Un Thelonious Monk inédit redécouvert grâce à un étudiant ; le John Coltrane des années 1960 ressuscité : les véritables étoiles du jazz brillent toujours au firmament.
C'est à un ambitieux étudiant que nous devons l'enregistrement d'un concert en Californie du quartet de Thelonious Monk, "Palo Alto" (Impulse !/Universal), resté inédit pendant plus d'un demi-siècle.
En effet, à l'automne 1968 en pleine guerre du Vietnam, de tensions raciales et après les assassinats de Robert F. Kennedy et Martin Luther King, Danny Scher (16 ans !) décide de programmer le pianiste/compositeur, alors âgé de 51 ans, et sa formation - Charlie Rouse (saxe ténor), Larry Gales (contrebasse) et Ben Riley (batterie) - pour une performance dans son université de Palo Alto.
A cette époque, Monk, qui affirme être LE créateur du courant bebop (avec Charlie Parker et Dizzy Gillespie !), connait quelques problèmespersonnels - drogue, perte de la carte de travail pour les clubs de jazz de New York, fin de contrat avec le label Columbia, endettement - et de santé. Voire rejet de sa musique par une partie de la critique.
Le concert à Palo Alto, sur le Côte Ouest, apparaît alors comme salvateur. Six morceaux - dont quatre du pianiste avec des "classiques" comme "Ruby, My Dear", "Well, You Needn't", "Blue Monk" et "Epistrophy" - soit quarante-sept minutes de musique en tout.
Des instants jusque-là inédits montrant un Thelonious Monk revitalisé, régénéré, triomphal et inventif dans ses soli. Largement aiguillonné et encouragé par ses puissants complices.
Bref, un quartet au sommet de son processus créatif.
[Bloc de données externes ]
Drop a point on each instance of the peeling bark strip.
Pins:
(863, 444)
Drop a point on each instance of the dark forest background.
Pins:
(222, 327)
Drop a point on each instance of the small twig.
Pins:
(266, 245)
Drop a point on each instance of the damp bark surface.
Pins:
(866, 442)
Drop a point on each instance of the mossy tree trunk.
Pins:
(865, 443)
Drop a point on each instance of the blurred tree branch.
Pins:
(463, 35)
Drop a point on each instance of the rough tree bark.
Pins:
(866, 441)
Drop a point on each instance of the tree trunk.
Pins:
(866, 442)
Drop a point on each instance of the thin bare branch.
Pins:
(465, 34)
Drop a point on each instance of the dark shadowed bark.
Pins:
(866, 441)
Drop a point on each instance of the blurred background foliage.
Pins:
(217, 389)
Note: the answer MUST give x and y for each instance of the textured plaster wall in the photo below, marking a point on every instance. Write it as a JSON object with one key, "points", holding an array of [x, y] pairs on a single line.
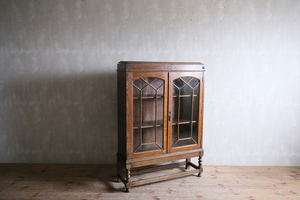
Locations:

Célébrer John Coltrane 60 ans après
Plus d'un demi-siècle après, l'étoile de John Coltrane (1946 - 1967) continue de scintiller dans le ciel. Même si le temps fait son lentement œuvre. Pour ralentir cet effacement inéluctable, de nouvelles publications ravivent la flamme du souvenir d'un jazzman pourtant irremplaçable.
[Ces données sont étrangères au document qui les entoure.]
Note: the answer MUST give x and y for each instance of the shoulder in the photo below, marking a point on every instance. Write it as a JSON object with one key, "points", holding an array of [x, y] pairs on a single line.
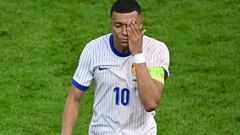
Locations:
{"points": [[99, 41]]}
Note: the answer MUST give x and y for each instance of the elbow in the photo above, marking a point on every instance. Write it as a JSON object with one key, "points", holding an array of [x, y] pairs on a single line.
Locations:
{"points": [[151, 107]]}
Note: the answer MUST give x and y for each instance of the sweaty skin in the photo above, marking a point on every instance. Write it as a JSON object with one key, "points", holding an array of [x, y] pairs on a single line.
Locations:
{"points": [[129, 37]]}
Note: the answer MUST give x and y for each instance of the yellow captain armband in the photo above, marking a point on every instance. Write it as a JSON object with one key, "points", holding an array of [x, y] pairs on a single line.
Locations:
{"points": [[157, 73]]}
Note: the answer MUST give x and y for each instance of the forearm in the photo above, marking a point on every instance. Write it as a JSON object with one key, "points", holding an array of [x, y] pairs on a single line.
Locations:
{"points": [[69, 115], [149, 91]]}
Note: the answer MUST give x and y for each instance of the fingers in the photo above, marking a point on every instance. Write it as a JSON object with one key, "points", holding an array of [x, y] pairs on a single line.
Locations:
{"points": [[133, 29]]}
Ainsi la réédition remastérisée, à l'occasion du 60è anniversaire de sa parution, d'un enregistrement majeur (1959) du saxophoniste/compositeur, "Giant Steps" (Atlantic/Rhino -double CD & LP - album original plus 8 prises alternatives - livret d'Ashley Khan. L'intégralité de ces séances avait déjà été publiée une première fois en 1995 dans le coffret "The Heavy Weight Champion - John Coltrane - The Complete Atlantic Recordings").
Coïncidence, ces sessions ont été gravées quelques semaines après la participation du leader au légendaire "Kind of Blue" de Miles Davis, disque le plus vendu de l'histoire du jazz.
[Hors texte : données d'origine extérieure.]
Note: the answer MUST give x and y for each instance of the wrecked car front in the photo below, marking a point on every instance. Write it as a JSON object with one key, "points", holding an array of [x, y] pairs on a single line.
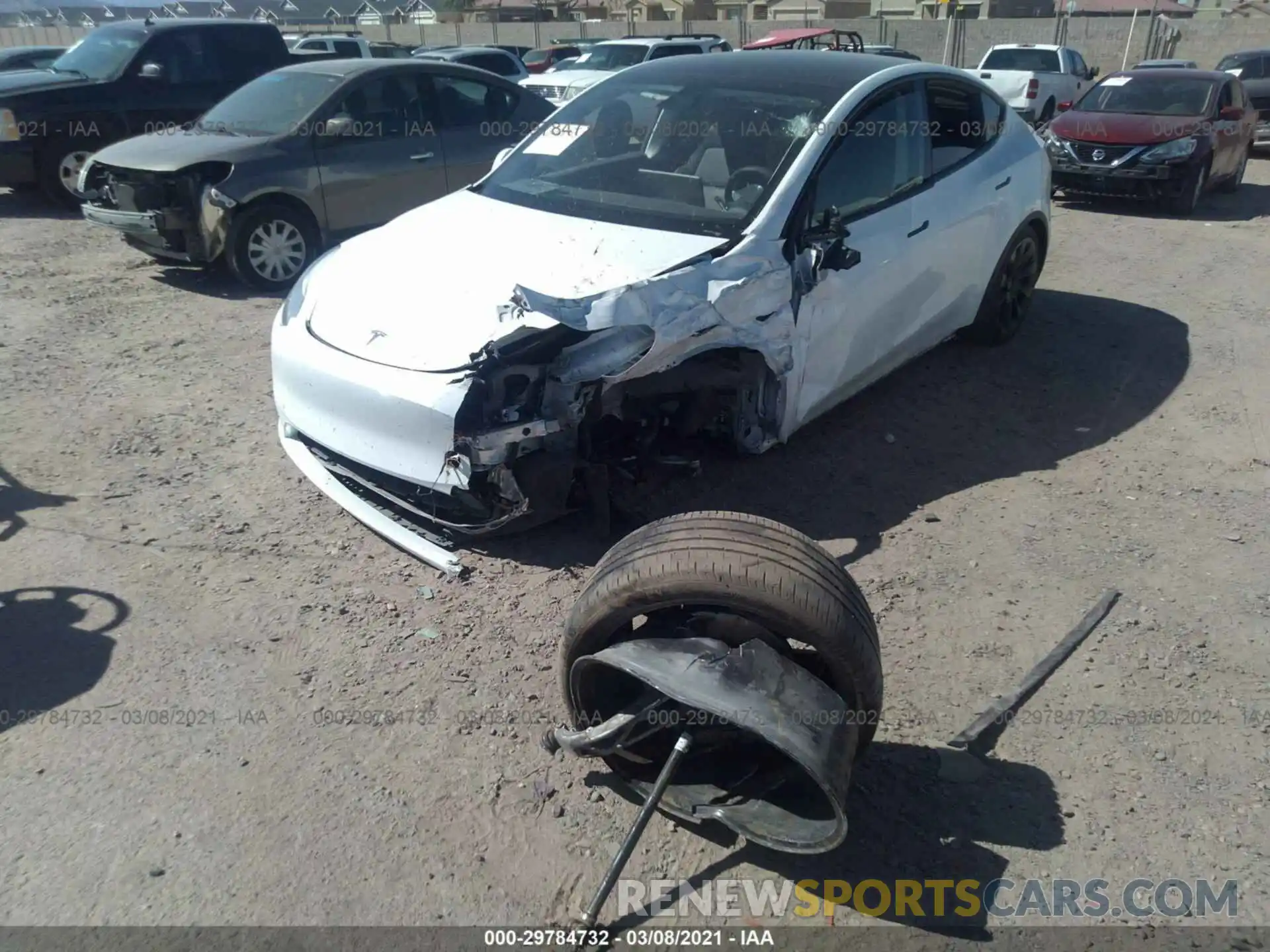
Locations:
{"points": [[172, 192], [444, 376]]}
Un leader qui - entouré notamment selon les prises, de Cedar Walton, Tommy Flanagan et Wynton Kelly (piano, présent sur "Kind of Blue"), Paul Chambers (contrebasse), Les Humphries, Art Taylor et Jimmy Cobb (batterie, également sur "Kind of Blue") - est en train de prendre son envol, sur des compositions originales, vers d'autres univers musicaux annonciateurs d'une prochaine (r)évolution dans le jazz et de nouvelles conceptions à venir. Un tournant du genre !
Tournant vers la New Thing et les embardées du free jazz qui a été amorcé quand le même John Coltrane se présente à Paris à l'automne 1962.
A la tête de son Quartet historique - McCoy Tyer (piano), Jimmy Garrison (contrebasse) et Elvin Jones (batterie) - il est programmé, sous la houlette de Frank Ténot et Daniel Filippachi (les créateurs/animateurs de l'émission "Pour ceux qui aiment le jazz" sur Europe N°1) à l'Olympia pour sa troisième tournée européenne.
Pour délivrer, sur deux titres originaux et deux standards dont le célèbre "My Favorite Things", ses fameuses cascades de notes, inspirées par une fougue instrumentale ardente désireuse d'aller toujours au-delà du domaine du possible. Une entrée fracassante dans l'ère du jazz modal soutenue avec brio par de géniaux comparses qui brillent d'inventivité et de maestria dans leurs soli parfois explosifs.
Des moments inoubliables et musicalement incandescents à (re)découvrir sur le CD "John Coltrane - 17 novembre 1962" (Collection "Live in Paris" - Frémeaux & Associés).